Some neighbourhoods experience a situation of marginalisation which condemns children and young people to a future of social exclusion. There also tend to be schools with great deficiencies in these locations. One of these cases is the Milagrosa and the Estrella neighbourhoods, located in Albacete, Spain. In these neighbourhoods many financial and human resources have been employed unsuccessfully, to try to resolve the situation.
For the first time in Spain, the school in the Milagrosa neighbourhood decided on an effective action from the field of education in order to overcome the social exclusion in a deproved urban area. They based the transformation of the school on successful educational actions such as the organisation of heterogeneous groups of students with a reallocation of resources or community participation in decision-making processes in the school. Through the inclusion of actions endorsed by the international scientific community (Apple 2007, Aubert et al. 2008, Sánchez 1999, Searle and Soler 2004, Soler 2004, Vygotsky, 1978), over a period of 3 years more results have been achieved in terms of academic success, an improvement in living together and fostering social cohesion than had been achieved over the last decade.

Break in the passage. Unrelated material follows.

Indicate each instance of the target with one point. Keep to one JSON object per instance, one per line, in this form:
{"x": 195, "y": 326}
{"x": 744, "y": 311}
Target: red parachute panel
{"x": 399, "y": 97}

The change from a failed school to a school of quality has been decisive as far as the transformation of the neighbourhood is concerned, and in order to get out of the ghetto.
The proposal responds to the question of how the successful educational actions which transformed the school are then transferred to successful actions in the neighbourhood and how this contributes to overcoming social exclusion?
Methodology
The critical communicative methodology used in this research, is based on current developments in social sciences (Habermas 1984). It has already been successfully employed in previous research carried out withing the European Research Framework Programmes (Touraine et al 2004; Vargas and Gómez 2003).
The analysis of the evidence of success was carried out through 6 case studies which took place over a 4 year period in Malta, Spain, Finland, Lithuania and the United Kingdom using the following techniques: 356 standardized open-ended interviews, 112 communicative observations, 32 communicative focus groups and 156 communicative daily-life stories. One of these case studies was carried out in the aforementioned school.
Results / Expected outcomes
The case studies have demonstrated that the Dialogic Inclusion Contract was a key element for the implementation of successful actions in the various social areas, and to transform the schools and the neighbourhood. The inclusion of all the voices (researchers, politicians and end–users), based on egalitarian dialogue, facilitated the transformation process. In this way, family and community members take part in decision-making processes in relation to successful educational actions which have achieved the transformation of the school. The successful actions are presented here.